Leland — whose papers were originally committed by Edward VI into the custody of the royal tutor Sir John Cheke (1514-57) — has left some autograph manuscripts of other works (*LeJ 3, *LeJ 8, *LeJ 12, *LeJ 50, *LeJ 90, LeJ 96-8), including his presentation verses on the coronation of Anne Boleyn (*LeJ 8). The scribal copy of Antiphilarchia which he must have presented to Henry VIII likewise survives (LeJ 9). Two autograph letters by Leland are also recorded (LeJ 99-100), as well as a document signed by him (*LeJ 101). In his account of Leland in the original Dictionary of National Biography, Sidney Lee claims that a printed exemplum of Sedulii Scoti comment. in epistolas Pauli (Basle, 1527) in Cambridge University Library has at the beginning an epigram in Leland's hand; however, neither of the two exempla of that edition now in this library (B*. 4. 15(c) and Sel. 3. 741) contains such an epigram.
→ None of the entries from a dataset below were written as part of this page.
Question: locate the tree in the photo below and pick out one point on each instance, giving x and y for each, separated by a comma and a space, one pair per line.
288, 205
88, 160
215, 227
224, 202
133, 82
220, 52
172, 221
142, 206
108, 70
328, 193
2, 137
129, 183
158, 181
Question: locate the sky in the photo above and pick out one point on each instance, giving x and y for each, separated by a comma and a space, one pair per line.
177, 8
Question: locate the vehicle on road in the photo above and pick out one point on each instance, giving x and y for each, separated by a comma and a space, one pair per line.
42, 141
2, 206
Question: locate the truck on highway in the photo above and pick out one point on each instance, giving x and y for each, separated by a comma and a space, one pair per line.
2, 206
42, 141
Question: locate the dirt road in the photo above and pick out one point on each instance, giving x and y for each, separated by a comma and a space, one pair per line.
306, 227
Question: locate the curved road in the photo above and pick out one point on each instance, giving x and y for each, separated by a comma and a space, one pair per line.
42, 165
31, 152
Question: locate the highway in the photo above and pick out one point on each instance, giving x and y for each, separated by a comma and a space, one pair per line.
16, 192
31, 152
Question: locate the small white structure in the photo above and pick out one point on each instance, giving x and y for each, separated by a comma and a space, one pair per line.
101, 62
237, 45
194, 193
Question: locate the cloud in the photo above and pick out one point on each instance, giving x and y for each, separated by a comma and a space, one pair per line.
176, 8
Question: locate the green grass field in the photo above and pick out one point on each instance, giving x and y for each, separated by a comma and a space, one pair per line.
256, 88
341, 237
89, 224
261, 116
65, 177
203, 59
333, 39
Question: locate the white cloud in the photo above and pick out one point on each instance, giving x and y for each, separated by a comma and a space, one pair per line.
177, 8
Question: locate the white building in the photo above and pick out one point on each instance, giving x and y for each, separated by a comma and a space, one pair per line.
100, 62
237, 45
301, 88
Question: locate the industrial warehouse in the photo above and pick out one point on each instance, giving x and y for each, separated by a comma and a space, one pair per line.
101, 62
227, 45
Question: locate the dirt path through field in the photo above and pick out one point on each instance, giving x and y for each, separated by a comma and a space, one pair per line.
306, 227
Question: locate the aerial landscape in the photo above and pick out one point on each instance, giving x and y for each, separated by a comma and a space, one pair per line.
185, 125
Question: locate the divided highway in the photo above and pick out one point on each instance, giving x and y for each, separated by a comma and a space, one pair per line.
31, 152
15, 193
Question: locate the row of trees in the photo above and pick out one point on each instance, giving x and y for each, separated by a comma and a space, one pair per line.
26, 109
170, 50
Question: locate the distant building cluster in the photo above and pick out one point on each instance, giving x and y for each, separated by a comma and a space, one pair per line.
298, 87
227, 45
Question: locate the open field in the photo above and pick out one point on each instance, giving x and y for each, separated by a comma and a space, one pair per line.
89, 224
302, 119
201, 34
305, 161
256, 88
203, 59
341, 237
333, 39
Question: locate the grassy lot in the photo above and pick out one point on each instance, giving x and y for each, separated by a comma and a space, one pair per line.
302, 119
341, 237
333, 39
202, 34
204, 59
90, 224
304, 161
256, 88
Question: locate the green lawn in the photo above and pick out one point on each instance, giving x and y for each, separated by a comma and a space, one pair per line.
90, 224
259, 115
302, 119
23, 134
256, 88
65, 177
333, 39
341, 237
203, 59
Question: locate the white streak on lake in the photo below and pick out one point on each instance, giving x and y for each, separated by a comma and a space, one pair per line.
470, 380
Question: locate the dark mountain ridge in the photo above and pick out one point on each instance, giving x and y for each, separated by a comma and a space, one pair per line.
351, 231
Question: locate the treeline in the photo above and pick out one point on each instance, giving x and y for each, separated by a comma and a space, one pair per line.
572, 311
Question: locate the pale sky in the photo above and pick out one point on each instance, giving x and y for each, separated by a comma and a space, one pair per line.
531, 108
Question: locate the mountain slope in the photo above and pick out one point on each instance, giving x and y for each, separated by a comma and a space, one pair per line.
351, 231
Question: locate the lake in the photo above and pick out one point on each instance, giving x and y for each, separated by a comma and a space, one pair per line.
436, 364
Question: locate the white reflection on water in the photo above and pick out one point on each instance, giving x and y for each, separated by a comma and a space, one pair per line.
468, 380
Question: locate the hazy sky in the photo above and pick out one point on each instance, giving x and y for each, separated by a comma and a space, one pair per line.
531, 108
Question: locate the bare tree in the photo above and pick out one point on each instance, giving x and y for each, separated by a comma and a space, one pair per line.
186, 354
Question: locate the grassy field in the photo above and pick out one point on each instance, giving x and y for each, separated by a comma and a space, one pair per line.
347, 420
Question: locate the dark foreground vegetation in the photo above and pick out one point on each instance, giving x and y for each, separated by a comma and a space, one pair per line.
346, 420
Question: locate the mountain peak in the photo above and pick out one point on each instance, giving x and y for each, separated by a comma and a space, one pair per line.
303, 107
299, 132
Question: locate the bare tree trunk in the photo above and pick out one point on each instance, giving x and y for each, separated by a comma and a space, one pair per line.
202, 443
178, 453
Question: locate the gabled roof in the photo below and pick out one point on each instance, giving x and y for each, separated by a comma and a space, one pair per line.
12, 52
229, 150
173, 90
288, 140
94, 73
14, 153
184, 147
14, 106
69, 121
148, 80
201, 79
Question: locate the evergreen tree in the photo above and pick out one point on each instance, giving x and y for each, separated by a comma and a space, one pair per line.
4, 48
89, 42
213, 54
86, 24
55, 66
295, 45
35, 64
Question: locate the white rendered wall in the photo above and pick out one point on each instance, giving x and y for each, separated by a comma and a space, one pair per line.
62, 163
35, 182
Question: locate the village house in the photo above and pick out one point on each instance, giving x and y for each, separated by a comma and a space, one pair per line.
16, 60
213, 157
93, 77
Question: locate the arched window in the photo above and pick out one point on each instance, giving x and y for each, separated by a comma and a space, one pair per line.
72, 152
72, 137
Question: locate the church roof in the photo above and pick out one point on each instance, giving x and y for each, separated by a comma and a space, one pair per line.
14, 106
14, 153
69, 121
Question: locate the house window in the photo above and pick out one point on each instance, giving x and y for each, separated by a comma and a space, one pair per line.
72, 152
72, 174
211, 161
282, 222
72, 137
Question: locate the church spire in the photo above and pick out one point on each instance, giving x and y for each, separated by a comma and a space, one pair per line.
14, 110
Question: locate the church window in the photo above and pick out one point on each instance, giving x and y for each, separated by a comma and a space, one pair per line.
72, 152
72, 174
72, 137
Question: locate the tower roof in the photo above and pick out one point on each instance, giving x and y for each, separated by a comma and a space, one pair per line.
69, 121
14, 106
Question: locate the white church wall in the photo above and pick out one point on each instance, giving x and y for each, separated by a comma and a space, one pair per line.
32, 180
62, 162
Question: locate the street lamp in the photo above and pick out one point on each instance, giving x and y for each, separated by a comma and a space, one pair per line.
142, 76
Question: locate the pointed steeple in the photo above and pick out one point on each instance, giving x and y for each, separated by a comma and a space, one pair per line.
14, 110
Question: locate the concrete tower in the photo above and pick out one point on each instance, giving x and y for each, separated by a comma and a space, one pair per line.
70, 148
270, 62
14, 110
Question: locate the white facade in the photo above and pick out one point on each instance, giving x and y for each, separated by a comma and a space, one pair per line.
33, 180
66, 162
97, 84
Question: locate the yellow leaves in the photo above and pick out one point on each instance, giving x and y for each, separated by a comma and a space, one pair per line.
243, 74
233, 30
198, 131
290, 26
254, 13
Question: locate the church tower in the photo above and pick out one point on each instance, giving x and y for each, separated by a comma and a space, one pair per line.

A list of works ascribed to Leland appears in John Bale, Scriptorum illustrium Maioris Brytanniae catalogus (Basle, 1557), pp. 671-2. A number of these works have never been identified, but some of Bale's titles (such as ‘Descriptio Angliae’) may well refer to transcripts of documents among Leland's miscellaneous collections rather than to original works: see T.C. Skeat, ‘Two “Lost” Works by John Leland’, English Historical Review, 65 (1950), 505-8. The preface to the Itinerary — the account of his research which Leland presented to Henry VIII (preserved in his autograph: *LeJ 90) — was printed by Bale in 1549 under the title The Laboriouse Journey and Serche of Johan Leylande for Englandes Antiquitees and so is here listed as an independent work (LeJ 90-95). Two exempla of Bale's edition in the British Library (LeJ 94.5 and LeJ 94.8), and possibly others elsewhere, have a missing word near the top of sig. F6v supplied in Bale's own hand: see W. W. Greg, ‘Pen-and-Ink Corrections’, Review of English Studies, 7 (1931), 337.

Miscellaneous

There are a few other miscellaneous items of interest. In his Remarks and Collections (ed. C.E. Doble, II (Oxford, 1886), 227) Hearne notes that an Elizabethan transcript of The Itinerary (‘being taken from the originals before they took wet, as is suppos'd’) was once owned by James Wright (1643-1713) but was consumed in a fire at the Middle Temple in 1678.

Various printed exempla of Leland's works contain notable annotations by early readers: for instance, exempla of three of his poems and tracts in the British Library (C.95.c.15 (1.3.4)) have annotations by the antiquary William Lambarde (1536-1601).

Manuscripts known to have been owned by Leland are rare. Examples of extant medieval manuscripts that passed through his hands are in the British Library: the Melrose and Tynemouth Chronicles and Geraldus Cambrensis De principis instructione in Cotton MSS Faustina B IX and Julius B XIII. Examples of copies of medieval documents which Leland used in his work would include Bodleian, MS Dugdale 11, ff. 1r-8r, and British Library, Cotton MSS Cleopatra C. III, f. 220r, and Domitian A. VIII, ff. 119r-20v. It would be impossible, however, to determine all Leland's sources of information or exactly which extant documents he is likely to have handled. Indeed, the value of Leland's Collectanea lies in the uniqueness of his position as the King's Antiquary at the time of the dissolution of the monasteries, when he was able to examine and transcribe, or make notes upon, so much material that was subsequently lost or dispersed.

A brief early-eighteenth-century account of Leland was published as The Life of John Leland (the First English Antiquary) with extensive notes and a bibliography of his works…printed from a hitherto unpublished work (by the learned Edward Burton) (London, 1896). Eight pages of Burton's working papers of his account (formerly Phillipps MS 8232) are now in the Bodleian (MS Eng. misc. a. 21).